He tells them that the reason they should quit their immorality is that Christ, our Passover Lamb has been sacrificed (1 Corinthians 5:7) and that means that all the leaven in the house has to go.
Or, says Paul, try this: Apart from the resurrection it doesn’t matter what you do with your body. But if Christ was raised bodily from the dead then your body, the one you’re currently polluting in thought and deed, will be raised also (1 Corinthians 15:18, 21-22). Therefore, honour God with your body.
What about this business of eating food offered to idols? Should we eat it or not? Paul says, go right ahead. On what grounds? On the grounds that there is one Lord Jesus Christ, from whom are all things and through whom we exist (1 Corinthians 8:6).
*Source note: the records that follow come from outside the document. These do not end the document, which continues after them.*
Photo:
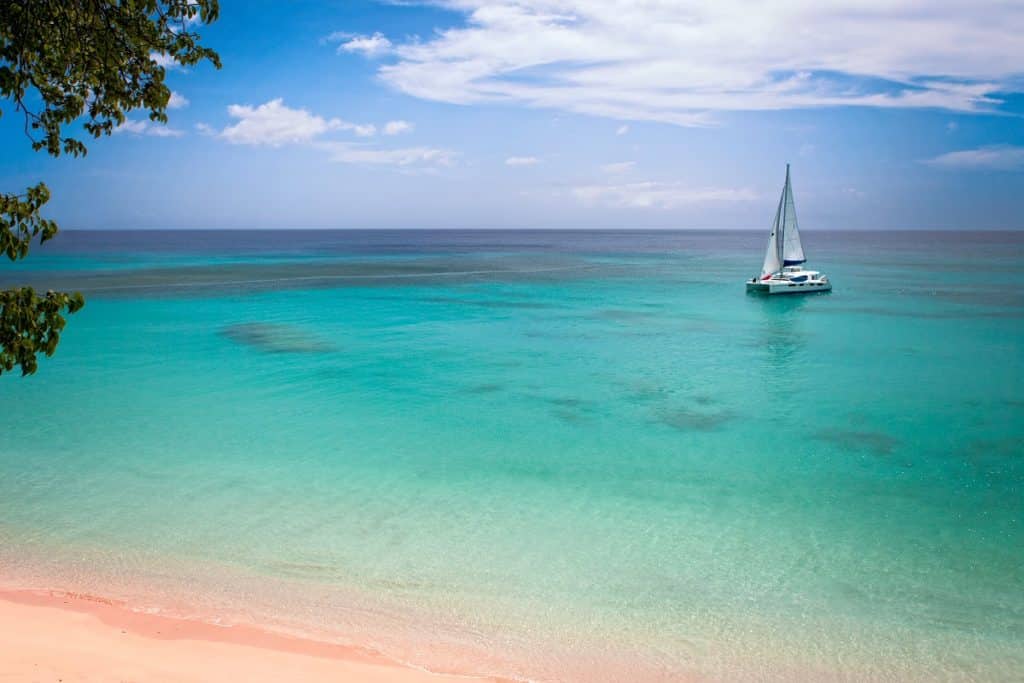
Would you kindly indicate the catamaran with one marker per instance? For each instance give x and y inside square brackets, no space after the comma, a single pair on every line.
[782,271]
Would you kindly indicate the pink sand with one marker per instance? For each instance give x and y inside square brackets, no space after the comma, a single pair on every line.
[51,636]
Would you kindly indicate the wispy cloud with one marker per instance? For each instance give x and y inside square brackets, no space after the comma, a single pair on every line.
[681,61]
[651,195]
[397,127]
[274,124]
[360,129]
[369,46]
[147,128]
[522,161]
[995,158]
[177,101]
[348,153]
[619,167]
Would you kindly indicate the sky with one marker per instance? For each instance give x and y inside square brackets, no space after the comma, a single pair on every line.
[568,114]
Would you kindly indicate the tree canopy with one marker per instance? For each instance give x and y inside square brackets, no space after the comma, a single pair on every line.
[61,60]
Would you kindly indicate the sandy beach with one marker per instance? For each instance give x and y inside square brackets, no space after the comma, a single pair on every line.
[56,636]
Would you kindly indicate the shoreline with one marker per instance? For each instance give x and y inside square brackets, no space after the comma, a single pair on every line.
[53,634]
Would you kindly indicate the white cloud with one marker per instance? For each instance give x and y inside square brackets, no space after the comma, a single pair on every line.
[656,195]
[998,158]
[678,61]
[369,46]
[347,153]
[177,101]
[619,167]
[360,129]
[397,127]
[146,128]
[274,124]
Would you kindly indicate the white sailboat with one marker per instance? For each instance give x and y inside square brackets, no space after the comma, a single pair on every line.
[782,271]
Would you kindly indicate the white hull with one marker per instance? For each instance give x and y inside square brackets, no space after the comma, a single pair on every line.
[786,287]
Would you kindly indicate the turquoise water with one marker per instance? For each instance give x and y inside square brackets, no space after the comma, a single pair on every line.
[559,456]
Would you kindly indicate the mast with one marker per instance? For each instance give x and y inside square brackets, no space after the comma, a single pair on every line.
[780,244]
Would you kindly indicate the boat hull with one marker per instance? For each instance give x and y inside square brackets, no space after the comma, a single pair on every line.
[783,287]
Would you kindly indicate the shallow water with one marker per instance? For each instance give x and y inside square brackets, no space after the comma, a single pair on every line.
[553,455]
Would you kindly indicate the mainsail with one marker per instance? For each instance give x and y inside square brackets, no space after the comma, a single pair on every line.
[783,245]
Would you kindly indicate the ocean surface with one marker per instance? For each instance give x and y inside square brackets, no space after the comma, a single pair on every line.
[550,455]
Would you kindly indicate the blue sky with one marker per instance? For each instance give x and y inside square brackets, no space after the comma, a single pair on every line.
[568,114]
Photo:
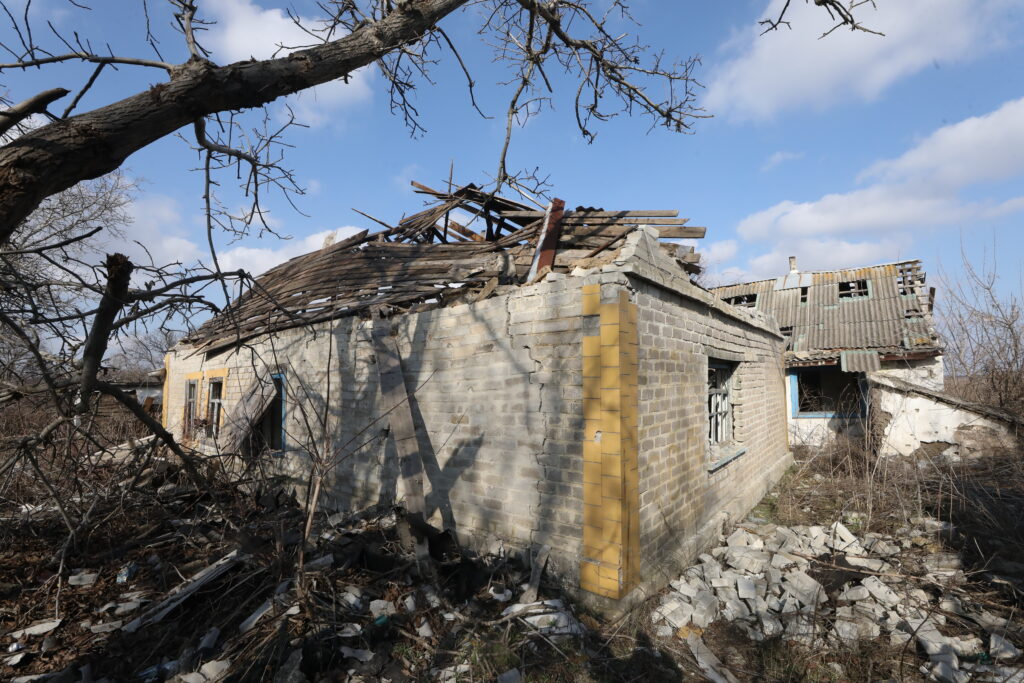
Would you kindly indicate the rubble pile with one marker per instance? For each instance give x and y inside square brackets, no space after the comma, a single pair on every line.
[210,593]
[826,589]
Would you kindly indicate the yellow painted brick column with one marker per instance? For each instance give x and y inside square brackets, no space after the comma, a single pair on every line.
[610,483]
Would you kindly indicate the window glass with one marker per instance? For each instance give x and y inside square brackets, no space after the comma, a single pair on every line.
[214,408]
[719,402]
[192,391]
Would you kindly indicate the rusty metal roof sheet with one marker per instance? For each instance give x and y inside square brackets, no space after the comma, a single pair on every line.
[890,308]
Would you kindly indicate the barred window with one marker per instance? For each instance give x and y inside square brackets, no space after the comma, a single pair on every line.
[213,408]
[719,402]
[192,393]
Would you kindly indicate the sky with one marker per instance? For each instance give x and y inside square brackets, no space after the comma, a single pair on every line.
[844,151]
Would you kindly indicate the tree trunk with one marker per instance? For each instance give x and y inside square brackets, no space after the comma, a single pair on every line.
[57,156]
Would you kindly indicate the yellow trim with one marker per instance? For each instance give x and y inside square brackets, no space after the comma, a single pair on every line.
[164,390]
[610,481]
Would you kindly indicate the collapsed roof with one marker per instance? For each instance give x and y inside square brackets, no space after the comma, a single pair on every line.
[838,315]
[459,249]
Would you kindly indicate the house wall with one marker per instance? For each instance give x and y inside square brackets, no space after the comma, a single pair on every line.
[911,423]
[498,396]
[683,504]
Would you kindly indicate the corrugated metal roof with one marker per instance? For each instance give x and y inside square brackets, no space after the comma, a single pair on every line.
[894,314]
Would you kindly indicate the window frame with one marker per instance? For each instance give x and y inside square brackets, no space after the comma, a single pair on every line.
[720,420]
[192,402]
[855,295]
[797,414]
[214,407]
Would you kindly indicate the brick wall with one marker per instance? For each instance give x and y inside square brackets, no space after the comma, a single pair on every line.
[498,398]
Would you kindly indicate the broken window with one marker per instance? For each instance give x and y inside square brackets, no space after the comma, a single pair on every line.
[719,401]
[826,392]
[213,408]
[853,289]
[268,432]
[742,300]
[192,393]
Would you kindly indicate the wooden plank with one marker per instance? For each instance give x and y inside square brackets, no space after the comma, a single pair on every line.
[580,220]
[615,229]
[536,571]
[547,245]
[593,214]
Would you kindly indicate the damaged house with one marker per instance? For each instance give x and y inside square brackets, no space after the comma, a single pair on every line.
[521,377]
[862,353]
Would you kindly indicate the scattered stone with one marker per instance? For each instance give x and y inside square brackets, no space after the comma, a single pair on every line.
[37,629]
[511,676]
[82,578]
[549,616]
[348,630]
[361,655]
[1000,648]
[880,591]
[107,627]
[805,589]
[424,630]
[855,593]
[382,608]
[321,563]
[705,609]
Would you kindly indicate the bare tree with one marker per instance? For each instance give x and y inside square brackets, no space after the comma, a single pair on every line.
[65,309]
[613,73]
[982,321]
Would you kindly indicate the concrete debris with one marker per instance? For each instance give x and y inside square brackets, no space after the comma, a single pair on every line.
[105,628]
[37,629]
[709,664]
[361,655]
[511,676]
[550,617]
[1000,648]
[82,578]
[769,584]
[382,608]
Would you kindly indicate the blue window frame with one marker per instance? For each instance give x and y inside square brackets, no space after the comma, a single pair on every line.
[825,392]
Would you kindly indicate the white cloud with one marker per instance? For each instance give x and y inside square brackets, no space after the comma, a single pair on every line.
[794,69]
[158,224]
[919,188]
[719,252]
[979,148]
[780,158]
[245,31]
[259,259]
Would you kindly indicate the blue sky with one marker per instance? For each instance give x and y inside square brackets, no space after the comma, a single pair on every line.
[848,151]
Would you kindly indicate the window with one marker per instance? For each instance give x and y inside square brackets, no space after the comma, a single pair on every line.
[268,433]
[213,408]
[855,289]
[743,300]
[719,402]
[825,392]
[192,392]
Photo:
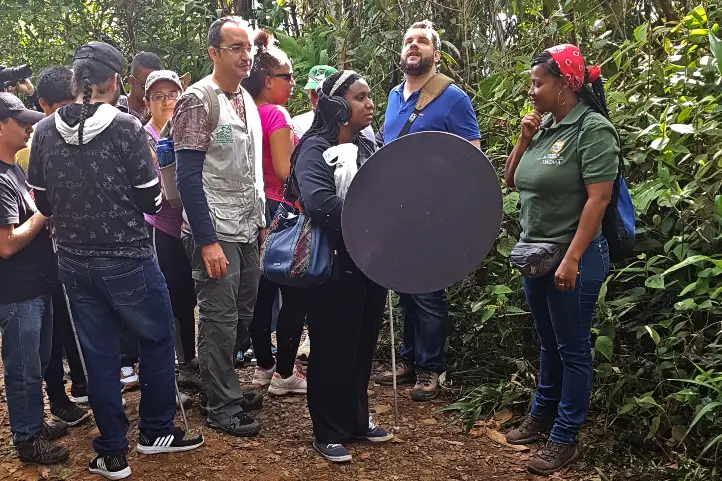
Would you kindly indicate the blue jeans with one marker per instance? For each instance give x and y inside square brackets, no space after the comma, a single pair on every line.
[27,338]
[425,317]
[106,295]
[563,321]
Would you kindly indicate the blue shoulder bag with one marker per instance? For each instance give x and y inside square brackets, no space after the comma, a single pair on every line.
[296,252]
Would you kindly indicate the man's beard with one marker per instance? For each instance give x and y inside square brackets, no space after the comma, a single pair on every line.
[418,69]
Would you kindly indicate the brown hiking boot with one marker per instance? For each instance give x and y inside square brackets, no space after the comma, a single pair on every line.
[427,386]
[404,375]
[552,457]
[528,431]
[53,431]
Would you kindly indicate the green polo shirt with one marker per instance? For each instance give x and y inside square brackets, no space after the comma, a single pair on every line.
[562,158]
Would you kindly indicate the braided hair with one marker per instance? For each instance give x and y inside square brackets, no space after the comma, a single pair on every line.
[86,74]
[268,58]
[324,126]
[592,93]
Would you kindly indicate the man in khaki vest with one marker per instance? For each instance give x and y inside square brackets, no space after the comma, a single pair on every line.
[219,177]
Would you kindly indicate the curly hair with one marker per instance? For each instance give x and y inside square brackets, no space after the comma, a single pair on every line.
[268,59]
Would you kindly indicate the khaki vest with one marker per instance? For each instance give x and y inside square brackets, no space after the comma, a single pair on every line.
[232,171]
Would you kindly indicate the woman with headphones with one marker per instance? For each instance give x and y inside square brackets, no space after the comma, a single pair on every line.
[345,312]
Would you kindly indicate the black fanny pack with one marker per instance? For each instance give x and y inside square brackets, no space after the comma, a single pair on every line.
[535,259]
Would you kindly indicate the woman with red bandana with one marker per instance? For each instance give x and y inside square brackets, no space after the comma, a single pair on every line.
[564,165]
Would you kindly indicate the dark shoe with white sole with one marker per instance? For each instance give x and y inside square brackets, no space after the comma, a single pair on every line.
[552,457]
[177,441]
[239,424]
[336,453]
[252,401]
[70,413]
[427,386]
[110,467]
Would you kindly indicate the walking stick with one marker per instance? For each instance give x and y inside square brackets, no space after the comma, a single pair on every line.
[393,364]
[75,332]
[175,378]
[72,321]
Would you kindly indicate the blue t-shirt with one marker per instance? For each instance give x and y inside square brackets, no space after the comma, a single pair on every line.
[450,112]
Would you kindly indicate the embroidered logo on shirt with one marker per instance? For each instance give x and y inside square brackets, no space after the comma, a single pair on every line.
[223,134]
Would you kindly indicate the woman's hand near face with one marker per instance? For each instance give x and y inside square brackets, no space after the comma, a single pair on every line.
[530,125]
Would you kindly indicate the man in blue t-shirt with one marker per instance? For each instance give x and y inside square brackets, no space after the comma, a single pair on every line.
[425,315]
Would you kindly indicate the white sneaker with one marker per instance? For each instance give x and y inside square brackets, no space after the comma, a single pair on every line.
[295,384]
[304,349]
[262,377]
[128,378]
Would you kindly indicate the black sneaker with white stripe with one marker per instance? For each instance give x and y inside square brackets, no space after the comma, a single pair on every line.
[174,442]
[110,467]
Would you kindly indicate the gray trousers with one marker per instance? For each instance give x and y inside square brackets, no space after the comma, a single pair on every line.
[223,304]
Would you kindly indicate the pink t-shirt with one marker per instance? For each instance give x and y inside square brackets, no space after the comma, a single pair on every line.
[273,117]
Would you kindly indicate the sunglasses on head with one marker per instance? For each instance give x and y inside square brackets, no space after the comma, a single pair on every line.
[286,76]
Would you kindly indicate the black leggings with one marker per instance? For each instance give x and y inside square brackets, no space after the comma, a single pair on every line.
[63,339]
[178,275]
[289,326]
[344,318]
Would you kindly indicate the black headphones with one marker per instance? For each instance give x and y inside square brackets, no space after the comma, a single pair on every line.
[335,106]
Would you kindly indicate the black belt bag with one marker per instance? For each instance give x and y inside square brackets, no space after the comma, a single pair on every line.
[535,259]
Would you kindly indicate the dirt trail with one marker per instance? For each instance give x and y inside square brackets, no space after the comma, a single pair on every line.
[427,449]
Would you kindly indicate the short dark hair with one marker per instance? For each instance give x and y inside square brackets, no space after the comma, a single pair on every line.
[214,32]
[147,60]
[428,25]
[54,84]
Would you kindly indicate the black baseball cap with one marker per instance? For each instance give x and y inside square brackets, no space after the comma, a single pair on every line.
[105,54]
[12,108]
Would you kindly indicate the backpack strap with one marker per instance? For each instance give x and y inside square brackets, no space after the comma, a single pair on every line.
[214,107]
[620,167]
[433,87]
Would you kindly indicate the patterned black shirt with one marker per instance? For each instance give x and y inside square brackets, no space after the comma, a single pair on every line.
[90,188]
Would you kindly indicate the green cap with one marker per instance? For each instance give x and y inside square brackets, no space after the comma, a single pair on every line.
[317,75]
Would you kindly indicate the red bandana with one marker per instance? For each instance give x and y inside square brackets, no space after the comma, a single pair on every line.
[571,64]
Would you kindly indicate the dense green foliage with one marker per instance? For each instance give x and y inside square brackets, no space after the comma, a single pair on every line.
[656,340]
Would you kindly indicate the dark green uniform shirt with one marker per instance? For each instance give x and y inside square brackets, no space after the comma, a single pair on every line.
[562,158]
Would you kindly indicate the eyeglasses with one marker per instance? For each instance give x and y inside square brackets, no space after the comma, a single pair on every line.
[142,84]
[239,49]
[159,97]
[286,76]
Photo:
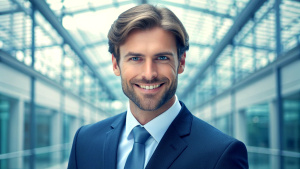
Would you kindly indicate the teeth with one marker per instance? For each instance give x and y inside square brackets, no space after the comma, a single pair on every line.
[149,87]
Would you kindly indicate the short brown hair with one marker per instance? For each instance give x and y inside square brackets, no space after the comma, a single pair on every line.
[145,17]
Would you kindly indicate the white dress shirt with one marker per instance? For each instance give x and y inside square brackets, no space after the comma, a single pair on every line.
[156,128]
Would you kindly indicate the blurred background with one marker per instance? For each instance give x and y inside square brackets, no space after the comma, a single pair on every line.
[242,75]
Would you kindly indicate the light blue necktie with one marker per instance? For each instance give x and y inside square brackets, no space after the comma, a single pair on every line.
[136,158]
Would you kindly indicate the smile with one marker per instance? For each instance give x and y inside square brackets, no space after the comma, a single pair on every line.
[149,87]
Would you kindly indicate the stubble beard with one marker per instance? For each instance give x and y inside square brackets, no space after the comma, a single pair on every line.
[148,103]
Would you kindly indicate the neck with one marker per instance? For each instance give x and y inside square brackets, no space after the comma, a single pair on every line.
[143,117]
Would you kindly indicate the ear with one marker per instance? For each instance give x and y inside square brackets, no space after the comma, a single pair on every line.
[181,63]
[116,68]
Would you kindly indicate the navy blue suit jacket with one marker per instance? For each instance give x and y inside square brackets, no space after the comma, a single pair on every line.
[189,143]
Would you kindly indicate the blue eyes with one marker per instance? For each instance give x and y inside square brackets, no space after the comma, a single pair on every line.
[162,58]
[158,58]
[135,58]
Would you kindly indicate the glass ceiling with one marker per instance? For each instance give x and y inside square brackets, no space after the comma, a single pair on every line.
[87,62]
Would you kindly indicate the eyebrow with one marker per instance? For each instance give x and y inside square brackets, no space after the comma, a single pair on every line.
[157,54]
[164,53]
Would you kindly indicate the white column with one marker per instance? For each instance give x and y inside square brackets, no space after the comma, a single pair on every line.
[240,125]
[56,136]
[274,134]
[16,132]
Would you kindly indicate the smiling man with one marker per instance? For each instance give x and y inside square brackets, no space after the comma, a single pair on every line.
[148,46]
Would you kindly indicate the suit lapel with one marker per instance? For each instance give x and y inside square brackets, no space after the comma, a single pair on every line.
[172,144]
[111,143]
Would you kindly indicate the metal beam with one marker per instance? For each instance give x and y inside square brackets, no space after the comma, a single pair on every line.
[44,9]
[98,8]
[6,59]
[283,60]
[239,22]
[197,9]
[8,12]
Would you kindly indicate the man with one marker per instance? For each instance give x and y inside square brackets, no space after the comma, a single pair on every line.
[148,46]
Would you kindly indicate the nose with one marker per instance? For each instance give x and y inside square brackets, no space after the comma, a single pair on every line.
[149,70]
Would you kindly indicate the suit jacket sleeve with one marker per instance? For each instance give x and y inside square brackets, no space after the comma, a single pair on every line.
[234,157]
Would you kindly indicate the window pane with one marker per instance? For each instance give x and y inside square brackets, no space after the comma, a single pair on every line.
[291,124]
[258,125]
[4,126]
[223,123]
[259,161]
[291,163]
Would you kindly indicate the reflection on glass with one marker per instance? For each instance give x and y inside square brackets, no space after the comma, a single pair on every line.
[223,123]
[291,163]
[258,125]
[4,127]
[258,161]
[43,133]
[291,123]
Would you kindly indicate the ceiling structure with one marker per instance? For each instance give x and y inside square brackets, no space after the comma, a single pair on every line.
[228,40]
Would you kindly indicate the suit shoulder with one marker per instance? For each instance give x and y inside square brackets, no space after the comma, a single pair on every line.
[209,132]
[103,125]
What about those who freak out about this kind of food? Paul says don’t eat in such a way as to destroy the weaker mans’ faith. What are his grounds for this instruction? Christ died for such a man and to wound his conscience is to sin against Christ (1 Corinthians 8:12).
Can I have two wives? Well, how many does Jesus have?
Do I have to be ready to forgive my enemy and suffer a loss on his account? Well, who did Christ die for? He died for His enemies (Romans 5:10). Go and do likewise (2 Corinthians 2:7).
With each pastoral issue, Paul puts the gospel on the table and addresses the problem through that gospel. As a pastor, Paul had nothing to say but that which flowed from Christ crucified. Everything else worked its way out from there.
If the gospel teaches us how to think about anything then it teaches us how to think about everything. It teaches us which rags from our former experience need a wash and which need to be thrown away.
All of which turns on the glory of God through Christ crucified.